ALL OVER America, it seems, giant companies are passing out benefits, crediting the newly enacted tax law for enabling their largesse. Southwest Airlines awarded $1,000 bonuses to its employees; three competitors followed. Fiat Chrysler offered 60,000 hourly workers $2,000 bonuses and announced plans to move some production from Mexico to Michigan. Several utilities have plans to pass on their tax savings in the form of lower rates for electricity.
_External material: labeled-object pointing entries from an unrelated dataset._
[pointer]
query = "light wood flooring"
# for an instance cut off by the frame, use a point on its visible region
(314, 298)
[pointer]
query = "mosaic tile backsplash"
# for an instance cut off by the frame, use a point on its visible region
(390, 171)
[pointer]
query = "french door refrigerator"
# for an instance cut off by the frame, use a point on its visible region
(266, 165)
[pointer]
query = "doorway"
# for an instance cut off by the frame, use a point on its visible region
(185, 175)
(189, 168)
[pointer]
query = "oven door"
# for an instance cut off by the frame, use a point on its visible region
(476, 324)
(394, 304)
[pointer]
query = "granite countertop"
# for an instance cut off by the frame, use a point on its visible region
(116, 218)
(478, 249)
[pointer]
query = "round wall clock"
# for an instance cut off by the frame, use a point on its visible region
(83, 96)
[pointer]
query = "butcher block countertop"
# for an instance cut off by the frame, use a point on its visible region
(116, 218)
And Walmart, employer of 1 million, announced a new $11- per-hour minimum wage, up from $9, and bonuses ranging from $200 to $1,000; it’s a total of $700 million, or about a third of the tax cut the company expects in 2018.

The Trump administration and the Republican lawmakers say this disproves critics who said their bill lavished a big helping of tax relief on corporations and the rich, with only meager gains for everyone else. “I do not think that is crumbs,” House Speaker Paul D. Ryan (R-Wis.) said.

They forget to mention that the “crumbs” thing is in direct response to Queen Nancy Pelosi, who is so out of touch with the middle class that she thinks $2,000 is a crumb. Of course, she, and the Washington Post, were super thrilled with Obama’s Stimulus, which gave people $40 a week, equivalent to $2,080. But was intended to expire after two years. Anyway, here we go

How to think about this? It’s unlikely that the announcements of wage hikes, or one-shot bonuses, represent anything more than a public-relations consequence of the tax bill. To the extent companies are paying people more and offering better working conditions, such as family leave, it more reflects the overall tightness of the labor market, and the resulting enhanced bargaining power for workers, than the prod of the tax cut.

And there it is: they just can’t give credit where credit is due. Certainly, the tightness in the job market is there, and so much of what’s in that link is the result of Trump’s policies, and, yes, we can also give Obama with a GOP congress some credit. We can also blame Obama for telling everyone to go to college to get a degree that isn’t worth the paper it’s printed on rather than getting actual real world skills, as mentioned in the article.

But these bonuses and pay hikes are the direct result of the tax law. The companies said it.

There may indeed be growth in jobs and wages as a result of the new law, but despite the hype over the latest corporate moves, it’s far too early to tell how much. What’s also crucial to keep in mind is that, whatever the bill’s benefits, it has costs, too: Specifically, it adds $1.5 trillion to the federal debt over the next 10 years, most of which goes to the most well-off people in our society, and which eventually will have to be paid for in higher taxes or reduced services for everyone else. That’s not crumbs, either.

Just a bunch of sore losers. They weren’t too concerned with Obama adding $9.3 trillion to the debt in eight years.